Having started Viget in 1999, we went through a bit of the tech bubble and all of the bust, and we learned a lot of lessons.  One was: no matter how good it gets, don’t bet the farm on start-ups.  So, we continue to balance our client list with traditional offline companies as well as start-ups, and that balance benefits both kinds of clients in addition our staff and our company.

There continues to be mainstream talk of a recession, and some VC’s are talking about what a downturn could mean to the investment community and start-ups seeking funding.  Even as we grow and expand, we talk about it internally — should we be concerned?

Even in a broad economic downturn, the direct underlying metrics we care about all should continue to grow: broadband adoption will keep bringing more and more people online, those people will continue to do more shopping online than off, social networking and relationship building will keep exploding, and advertising dollars will keep shifting to the web (even if ad spending were to decrease overall, it would increase online).  It might not be quite that simple, but generally speaking, any downturn will impact other industries much worse than ours.

A local VC and I recently discussed the possibility of a down-turn in relation to the two major exists an investor looks for:

  1. IPO.  A recession would discourage the IPO markets, meaning fewer IPOs and fewer big exists.
  2. Acquisition.  When there is broad economic uncertainty, bigger companies tend to focus inward.  They batten down the hatches.  This makes them less aggressive in going after deals, and reduces the number of deals done.

To this end, VC’s may be more inclined to look for longer-term deals that could outlast a 1-2 year slump.  They need to be in it for the long-haul.  As Fred put it:

“I do not think we’ll see VCs closing their doors to consumer focused companies.  What I think we’ll see is a flight to quality. … Assess what is working and what is not working in your business or your portfolio. Focus on the basics.
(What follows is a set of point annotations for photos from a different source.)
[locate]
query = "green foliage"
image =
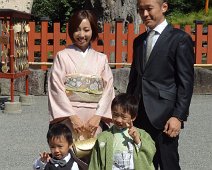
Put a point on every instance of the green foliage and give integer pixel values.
(57, 10)
(185, 6)
(188, 19)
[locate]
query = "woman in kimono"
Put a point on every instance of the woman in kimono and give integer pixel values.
(80, 84)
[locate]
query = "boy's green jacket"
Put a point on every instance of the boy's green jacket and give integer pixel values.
(102, 154)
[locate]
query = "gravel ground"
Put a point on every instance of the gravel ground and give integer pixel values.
(23, 136)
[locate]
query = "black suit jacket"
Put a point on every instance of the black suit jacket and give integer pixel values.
(165, 83)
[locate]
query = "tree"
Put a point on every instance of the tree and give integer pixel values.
(57, 10)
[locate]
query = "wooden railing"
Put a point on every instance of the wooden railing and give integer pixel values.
(117, 44)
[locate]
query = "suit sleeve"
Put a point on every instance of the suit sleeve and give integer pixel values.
(147, 149)
(133, 74)
(184, 77)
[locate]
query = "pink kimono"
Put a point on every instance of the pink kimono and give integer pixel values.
(71, 61)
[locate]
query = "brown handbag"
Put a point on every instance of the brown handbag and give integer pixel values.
(83, 148)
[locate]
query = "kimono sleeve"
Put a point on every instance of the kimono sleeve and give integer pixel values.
(95, 158)
(58, 103)
(104, 105)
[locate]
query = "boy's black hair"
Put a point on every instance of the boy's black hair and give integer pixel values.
(58, 130)
(128, 103)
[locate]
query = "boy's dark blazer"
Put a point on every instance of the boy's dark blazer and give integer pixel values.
(165, 83)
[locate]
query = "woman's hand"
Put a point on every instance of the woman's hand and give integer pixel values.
(77, 124)
(172, 127)
(133, 133)
(93, 124)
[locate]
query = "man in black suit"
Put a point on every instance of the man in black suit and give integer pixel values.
(163, 81)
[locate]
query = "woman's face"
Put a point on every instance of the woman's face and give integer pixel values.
(83, 35)
(59, 147)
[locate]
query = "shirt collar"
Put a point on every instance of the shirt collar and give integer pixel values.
(159, 28)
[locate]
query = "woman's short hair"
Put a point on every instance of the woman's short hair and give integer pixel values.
(77, 18)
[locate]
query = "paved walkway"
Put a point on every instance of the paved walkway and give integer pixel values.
(23, 136)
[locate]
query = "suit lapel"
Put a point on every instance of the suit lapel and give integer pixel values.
(160, 43)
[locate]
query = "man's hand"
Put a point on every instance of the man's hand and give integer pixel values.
(44, 157)
(76, 124)
(172, 127)
(93, 124)
(133, 132)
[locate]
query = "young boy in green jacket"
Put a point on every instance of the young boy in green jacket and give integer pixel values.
(123, 146)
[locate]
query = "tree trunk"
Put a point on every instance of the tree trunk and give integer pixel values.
(110, 10)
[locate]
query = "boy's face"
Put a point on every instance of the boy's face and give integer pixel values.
(120, 118)
(59, 147)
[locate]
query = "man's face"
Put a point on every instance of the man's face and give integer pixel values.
(152, 12)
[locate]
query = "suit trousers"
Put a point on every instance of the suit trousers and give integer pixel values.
(166, 157)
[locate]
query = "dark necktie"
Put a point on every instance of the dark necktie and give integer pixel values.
(60, 162)
(149, 44)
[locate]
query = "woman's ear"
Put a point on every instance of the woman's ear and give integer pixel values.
(133, 118)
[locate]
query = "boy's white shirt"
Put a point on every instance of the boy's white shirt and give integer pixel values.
(39, 165)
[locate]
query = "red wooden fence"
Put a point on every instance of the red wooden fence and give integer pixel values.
(121, 45)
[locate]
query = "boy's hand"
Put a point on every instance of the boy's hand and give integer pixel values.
(44, 157)
(133, 132)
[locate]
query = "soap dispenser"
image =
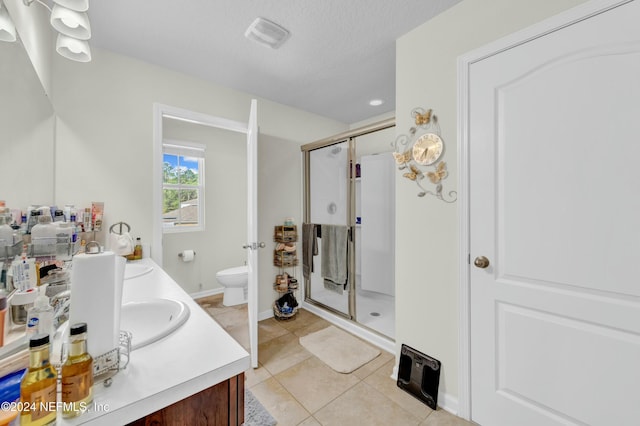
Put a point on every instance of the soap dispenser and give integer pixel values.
(40, 315)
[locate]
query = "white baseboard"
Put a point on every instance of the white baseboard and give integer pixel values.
(205, 293)
(448, 403)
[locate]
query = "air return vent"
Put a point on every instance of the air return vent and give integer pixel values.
(419, 375)
(267, 33)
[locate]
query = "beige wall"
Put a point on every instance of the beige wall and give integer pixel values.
(37, 36)
(426, 228)
(105, 141)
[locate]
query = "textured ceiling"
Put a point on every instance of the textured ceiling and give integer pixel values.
(340, 55)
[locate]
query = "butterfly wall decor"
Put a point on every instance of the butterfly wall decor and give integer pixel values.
(419, 154)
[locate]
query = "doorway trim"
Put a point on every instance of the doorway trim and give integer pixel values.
(547, 26)
(161, 111)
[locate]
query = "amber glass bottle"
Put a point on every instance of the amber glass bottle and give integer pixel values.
(77, 374)
(38, 393)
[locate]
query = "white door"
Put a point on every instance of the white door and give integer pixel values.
(554, 202)
(252, 230)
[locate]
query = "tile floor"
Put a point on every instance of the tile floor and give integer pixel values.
(299, 389)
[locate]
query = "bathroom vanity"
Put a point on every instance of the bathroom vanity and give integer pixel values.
(195, 375)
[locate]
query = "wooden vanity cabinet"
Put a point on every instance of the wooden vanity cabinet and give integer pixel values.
(219, 405)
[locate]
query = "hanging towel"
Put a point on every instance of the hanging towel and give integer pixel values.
(309, 247)
(334, 254)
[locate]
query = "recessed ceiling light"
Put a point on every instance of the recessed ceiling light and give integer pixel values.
(267, 33)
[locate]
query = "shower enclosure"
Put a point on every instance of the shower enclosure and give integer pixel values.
(350, 182)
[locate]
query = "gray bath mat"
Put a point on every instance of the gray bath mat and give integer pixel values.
(254, 413)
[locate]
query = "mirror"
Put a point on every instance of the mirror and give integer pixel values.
(27, 138)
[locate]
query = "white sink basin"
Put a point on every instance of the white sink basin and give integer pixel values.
(151, 320)
(133, 270)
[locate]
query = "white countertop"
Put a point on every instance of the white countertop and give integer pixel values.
(196, 356)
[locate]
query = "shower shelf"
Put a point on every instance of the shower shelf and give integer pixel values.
(284, 258)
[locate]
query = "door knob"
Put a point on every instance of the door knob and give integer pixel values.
(481, 262)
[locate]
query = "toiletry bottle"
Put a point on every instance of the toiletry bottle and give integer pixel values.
(77, 374)
(40, 315)
(86, 218)
(6, 237)
(43, 235)
(38, 389)
(3, 316)
(137, 249)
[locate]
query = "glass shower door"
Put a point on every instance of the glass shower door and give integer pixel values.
(329, 198)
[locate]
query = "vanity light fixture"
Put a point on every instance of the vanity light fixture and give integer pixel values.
(77, 5)
(70, 20)
(72, 48)
(267, 33)
(7, 27)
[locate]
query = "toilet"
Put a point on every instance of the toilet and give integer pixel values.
(234, 281)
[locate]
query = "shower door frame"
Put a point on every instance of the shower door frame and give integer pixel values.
(349, 137)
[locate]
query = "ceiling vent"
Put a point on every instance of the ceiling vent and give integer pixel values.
(267, 33)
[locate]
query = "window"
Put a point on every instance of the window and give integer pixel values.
(182, 186)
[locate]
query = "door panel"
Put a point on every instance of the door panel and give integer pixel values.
(555, 318)
(252, 230)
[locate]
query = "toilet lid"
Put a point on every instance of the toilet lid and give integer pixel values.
(238, 270)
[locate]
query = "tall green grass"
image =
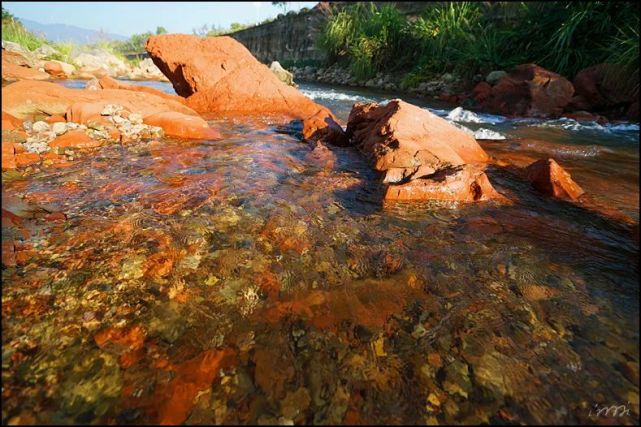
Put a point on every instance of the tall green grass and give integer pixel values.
(470, 37)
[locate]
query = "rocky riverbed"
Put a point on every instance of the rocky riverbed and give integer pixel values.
(254, 273)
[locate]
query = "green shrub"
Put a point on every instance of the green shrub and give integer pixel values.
(468, 38)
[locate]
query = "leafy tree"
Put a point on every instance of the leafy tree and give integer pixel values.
(6, 14)
(281, 4)
(235, 26)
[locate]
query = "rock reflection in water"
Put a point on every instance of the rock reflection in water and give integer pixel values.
(257, 279)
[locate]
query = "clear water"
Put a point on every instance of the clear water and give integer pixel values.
(255, 280)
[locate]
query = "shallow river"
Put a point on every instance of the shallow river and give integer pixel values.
(253, 280)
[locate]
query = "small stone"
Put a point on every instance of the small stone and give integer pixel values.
(135, 118)
(295, 403)
(59, 128)
(457, 380)
(40, 126)
(111, 109)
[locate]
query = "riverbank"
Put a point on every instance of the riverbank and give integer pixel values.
(229, 249)
(471, 94)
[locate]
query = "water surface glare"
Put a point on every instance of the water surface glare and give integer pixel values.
(254, 280)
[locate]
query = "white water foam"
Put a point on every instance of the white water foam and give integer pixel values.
(461, 115)
(333, 95)
(488, 134)
(625, 130)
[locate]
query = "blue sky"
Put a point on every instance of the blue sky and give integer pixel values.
(128, 18)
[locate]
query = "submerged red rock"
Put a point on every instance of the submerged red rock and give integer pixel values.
(530, 90)
(407, 142)
(547, 176)
(465, 183)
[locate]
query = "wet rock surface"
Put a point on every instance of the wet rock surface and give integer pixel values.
(220, 77)
(255, 279)
(529, 90)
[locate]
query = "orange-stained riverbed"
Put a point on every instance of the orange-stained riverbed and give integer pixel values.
(255, 280)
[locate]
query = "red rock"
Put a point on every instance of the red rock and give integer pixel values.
(54, 69)
(173, 401)
(182, 126)
(578, 103)
(12, 72)
(27, 159)
(466, 183)
(74, 139)
(8, 156)
(218, 75)
(9, 122)
(55, 216)
(530, 90)
(25, 99)
(602, 86)
(322, 127)
(552, 180)
(8, 253)
(85, 112)
(55, 119)
(407, 142)
(107, 82)
(481, 92)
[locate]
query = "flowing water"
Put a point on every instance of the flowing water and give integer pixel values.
(256, 280)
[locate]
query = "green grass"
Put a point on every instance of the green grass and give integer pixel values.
(463, 38)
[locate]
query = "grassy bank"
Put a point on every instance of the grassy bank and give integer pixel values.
(471, 38)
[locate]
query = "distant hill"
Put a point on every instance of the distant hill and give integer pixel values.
(64, 33)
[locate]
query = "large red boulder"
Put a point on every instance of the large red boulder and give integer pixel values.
(107, 82)
(407, 142)
(26, 99)
(55, 70)
(552, 180)
(464, 183)
(74, 139)
(219, 76)
(530, 90)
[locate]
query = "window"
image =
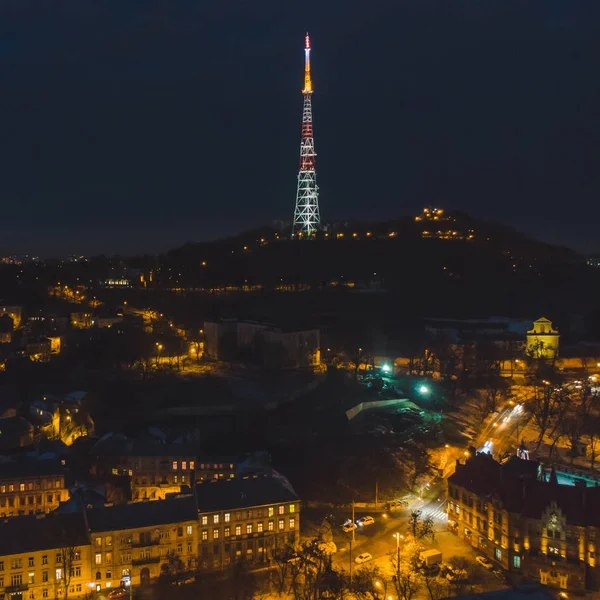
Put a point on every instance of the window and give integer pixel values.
(516, 561)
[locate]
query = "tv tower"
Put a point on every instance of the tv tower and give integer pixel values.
(306, 214)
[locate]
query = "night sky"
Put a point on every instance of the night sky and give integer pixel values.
(137, 125)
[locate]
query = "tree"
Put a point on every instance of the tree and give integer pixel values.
(421, 528)
(67, 553)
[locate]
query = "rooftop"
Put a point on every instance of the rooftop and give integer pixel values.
(142, 514)
(27, 467)
(517, 486)
(41, 532)
(244, 492)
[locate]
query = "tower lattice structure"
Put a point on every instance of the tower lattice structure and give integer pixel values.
(306, 214)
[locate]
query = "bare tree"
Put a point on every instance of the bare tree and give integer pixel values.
(421, 528)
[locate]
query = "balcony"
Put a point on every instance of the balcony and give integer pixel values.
(14, 589)
(145, 561)
(145, 543)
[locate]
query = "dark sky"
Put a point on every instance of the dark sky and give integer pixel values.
(138, 125)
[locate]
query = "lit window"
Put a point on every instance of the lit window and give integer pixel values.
(516, 561)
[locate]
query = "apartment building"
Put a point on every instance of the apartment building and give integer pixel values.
(157, 468)
(135, 542)
(245, 519)
(31, 487)
(44, 556)
(538, 528)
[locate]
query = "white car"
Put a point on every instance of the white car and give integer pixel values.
(348, 526)
(485, 563)
(362, 558)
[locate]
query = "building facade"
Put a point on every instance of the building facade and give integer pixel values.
(245, 520)
(542, 340)
(537, 528)
(136, 542)
(44, 556)
(30, 487)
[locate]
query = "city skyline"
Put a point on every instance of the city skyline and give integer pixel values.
(107, 149)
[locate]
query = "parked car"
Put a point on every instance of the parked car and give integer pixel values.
(362, 558)
(457, 575)
(348, 526)
(485, 562)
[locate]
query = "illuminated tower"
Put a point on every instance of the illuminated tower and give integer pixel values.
(306, 214)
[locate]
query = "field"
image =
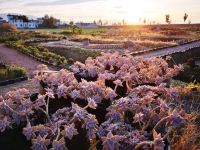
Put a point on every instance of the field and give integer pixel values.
(102, 101)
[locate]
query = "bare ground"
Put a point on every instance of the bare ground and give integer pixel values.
(13, 57)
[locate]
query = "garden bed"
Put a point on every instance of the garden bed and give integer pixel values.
(110, 102)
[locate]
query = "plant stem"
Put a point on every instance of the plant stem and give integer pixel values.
(58, 135)
(160, 122)
(94, 145)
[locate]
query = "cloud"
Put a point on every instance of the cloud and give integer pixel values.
(57, 2)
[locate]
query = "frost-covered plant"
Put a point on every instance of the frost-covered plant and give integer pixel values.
(142, 118)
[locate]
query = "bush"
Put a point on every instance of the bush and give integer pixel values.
(6, 27)
(38, 51)
(12, 72)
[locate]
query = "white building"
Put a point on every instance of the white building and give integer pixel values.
(22, 22)
(2, 20)
(87, 25)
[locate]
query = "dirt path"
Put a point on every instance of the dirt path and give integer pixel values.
(14, 57)
(170, 50)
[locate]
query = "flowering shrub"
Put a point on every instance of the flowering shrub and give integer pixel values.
(128, 105)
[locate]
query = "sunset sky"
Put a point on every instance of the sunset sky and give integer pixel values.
(113, 10)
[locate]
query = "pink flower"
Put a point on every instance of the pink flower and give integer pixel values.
(91, 103)
(118, 82)
(158, 142)
(138, 117)
(50, 93)
(69, 131)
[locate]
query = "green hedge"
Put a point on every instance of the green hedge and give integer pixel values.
(12, 72)
(39, 52)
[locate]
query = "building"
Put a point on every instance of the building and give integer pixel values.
(22, 22)
(2, 20)
(87, 25)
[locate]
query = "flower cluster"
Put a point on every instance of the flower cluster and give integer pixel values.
(129, 96)
(133, 70)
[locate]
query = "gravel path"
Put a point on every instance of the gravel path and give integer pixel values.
(170, 50)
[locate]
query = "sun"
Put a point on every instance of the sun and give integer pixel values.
(135, 10)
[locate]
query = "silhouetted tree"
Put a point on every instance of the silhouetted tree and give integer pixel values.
(167, 19)
(100, 22)
(123, 22)
(185, 17)
(144, 21)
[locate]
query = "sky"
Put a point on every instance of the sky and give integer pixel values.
(132, 11)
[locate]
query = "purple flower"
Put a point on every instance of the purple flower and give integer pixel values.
(175, 119)
(91, 103)
(158, 142)
(91, 126)
(75, 94)
(110, 94)
(69, 131)
(50, 93)
(138, 117)
(59, 145)
(40, 143)
(28, 132)
(61, 90)
(118, 82)
(4, 123)
(110, 142)
(80, 113)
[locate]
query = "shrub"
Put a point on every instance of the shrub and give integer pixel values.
(12, 72)
(115, 101)
(6, 27)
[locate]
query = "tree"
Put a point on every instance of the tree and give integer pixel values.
(123, 22)
(185, 17)
(144, 21)
(167, 19)
(100, 22)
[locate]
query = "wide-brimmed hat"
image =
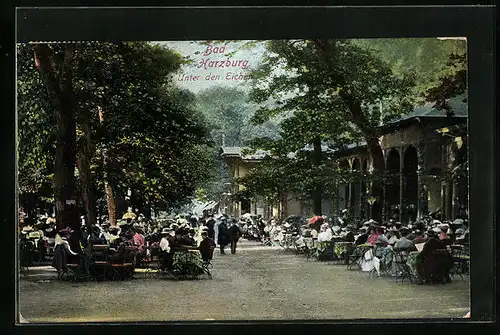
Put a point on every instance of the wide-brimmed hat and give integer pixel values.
(382, 239)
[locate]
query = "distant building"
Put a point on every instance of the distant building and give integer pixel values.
(426, 171)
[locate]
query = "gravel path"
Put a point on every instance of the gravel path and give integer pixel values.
(257, 283)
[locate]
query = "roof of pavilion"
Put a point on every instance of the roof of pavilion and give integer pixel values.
(423, 115)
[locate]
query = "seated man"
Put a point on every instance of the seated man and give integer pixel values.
(206, 247)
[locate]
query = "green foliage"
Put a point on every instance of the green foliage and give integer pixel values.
(426, 57)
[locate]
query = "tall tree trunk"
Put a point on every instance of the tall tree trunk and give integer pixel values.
(359, 119)
(110, 198)
(317, 196)
(57, 79)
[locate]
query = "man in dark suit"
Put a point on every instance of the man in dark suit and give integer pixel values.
(234, 235)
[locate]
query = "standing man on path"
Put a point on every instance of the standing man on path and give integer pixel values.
(210, 225)
(234, 235)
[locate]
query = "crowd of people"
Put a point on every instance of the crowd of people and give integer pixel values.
(427, 241)
(132, 238)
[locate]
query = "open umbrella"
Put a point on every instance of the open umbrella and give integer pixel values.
(315, 219)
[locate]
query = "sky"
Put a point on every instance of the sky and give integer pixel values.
(209, 64)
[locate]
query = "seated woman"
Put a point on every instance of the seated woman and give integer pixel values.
(96, 237)
(206, 247)
(63, 254)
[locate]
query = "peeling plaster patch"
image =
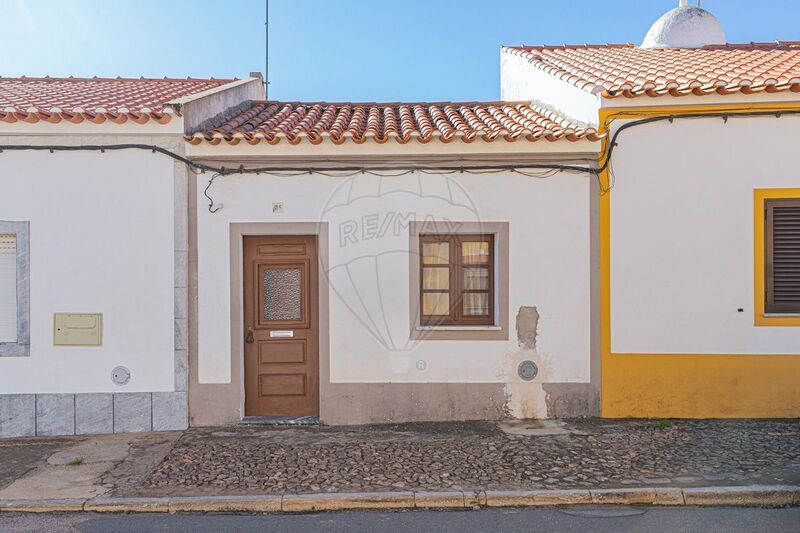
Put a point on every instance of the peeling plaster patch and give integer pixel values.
(527, 326)
(571, 400)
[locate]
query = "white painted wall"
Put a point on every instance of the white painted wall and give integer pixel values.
(519, 80)
(101, 240)
(549, 268)
(682, 234)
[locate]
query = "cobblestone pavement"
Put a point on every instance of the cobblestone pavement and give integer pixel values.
(474, 456)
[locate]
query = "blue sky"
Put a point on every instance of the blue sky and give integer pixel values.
(360, 50)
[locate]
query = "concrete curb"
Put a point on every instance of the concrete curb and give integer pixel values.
(749, 496)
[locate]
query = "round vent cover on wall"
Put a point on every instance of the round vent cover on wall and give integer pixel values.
(120, 375)
(527, 370)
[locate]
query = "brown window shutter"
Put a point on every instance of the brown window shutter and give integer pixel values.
(783, 256)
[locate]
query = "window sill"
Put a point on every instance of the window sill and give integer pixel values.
(459, 328)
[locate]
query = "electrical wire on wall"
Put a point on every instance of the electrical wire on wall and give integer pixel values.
(534, 170)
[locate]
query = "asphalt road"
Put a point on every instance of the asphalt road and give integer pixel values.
(595, 519)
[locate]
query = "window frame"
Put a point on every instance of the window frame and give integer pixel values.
(456, 290)
(762, 318)
(770, 307)
(500, 329)
(20, 348)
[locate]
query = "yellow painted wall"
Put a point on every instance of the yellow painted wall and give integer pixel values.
(688, 385)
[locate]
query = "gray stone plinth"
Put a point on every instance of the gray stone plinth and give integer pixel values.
(17, 415)
(132, 412)
(55, 414)
(169, 411)
(94, 413)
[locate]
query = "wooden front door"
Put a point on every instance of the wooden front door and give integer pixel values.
(281, 329)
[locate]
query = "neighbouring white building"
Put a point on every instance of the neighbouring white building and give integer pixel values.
(617, 236)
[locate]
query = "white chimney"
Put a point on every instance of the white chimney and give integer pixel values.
(685, 27)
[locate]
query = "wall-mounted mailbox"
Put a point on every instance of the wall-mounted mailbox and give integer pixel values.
(78, 329)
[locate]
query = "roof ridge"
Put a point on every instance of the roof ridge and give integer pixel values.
(118, 78)
(274, 122)
(396, 103)
(776, 44)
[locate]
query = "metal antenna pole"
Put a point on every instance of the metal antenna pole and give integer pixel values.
(266, 49)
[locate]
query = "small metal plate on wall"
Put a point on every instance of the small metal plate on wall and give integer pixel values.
(120, 375)
(527, 370)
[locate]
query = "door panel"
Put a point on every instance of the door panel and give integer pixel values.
(281, 332)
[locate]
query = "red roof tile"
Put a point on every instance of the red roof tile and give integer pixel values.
(314, 122)
(95, 99)
(614, 70)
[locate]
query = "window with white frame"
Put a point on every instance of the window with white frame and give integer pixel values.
(8, 287)
(14, 319)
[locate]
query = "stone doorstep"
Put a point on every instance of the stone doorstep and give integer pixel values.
(752, 496)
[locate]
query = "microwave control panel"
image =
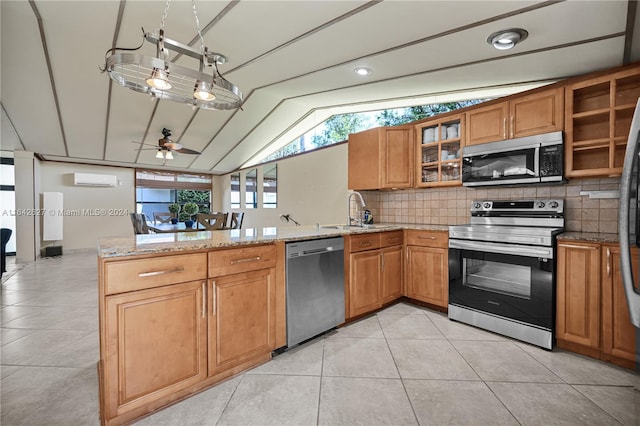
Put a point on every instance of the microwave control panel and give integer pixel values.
(551, 160)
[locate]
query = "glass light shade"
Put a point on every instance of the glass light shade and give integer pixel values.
(507, 39)
(159, 79)
(203, 91)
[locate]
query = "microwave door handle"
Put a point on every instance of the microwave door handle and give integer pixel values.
(630, 159)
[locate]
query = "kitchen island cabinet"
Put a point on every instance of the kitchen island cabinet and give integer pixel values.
(592, 313)
(242, 299)
(153, 339)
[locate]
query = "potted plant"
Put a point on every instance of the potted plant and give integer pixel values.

Keep your costs down.  Finance your company (or companies) intelligently …”

I’m neither a VC nor an economist.  I’m skeptical of mainstream media’s portrayal of the current economic conditions, but I’m probably more skeptical of an overly optimistic view-point.  Progress and innovation often happen under pressure.  I’m not foolish enough to hope for a recession, but if concern over a slowing economy puts pressure on start-ups to prove a real business model (that actually makes money) faster and investors to make longer-term commitments (rather that target fast money), I think that’s good for everyone.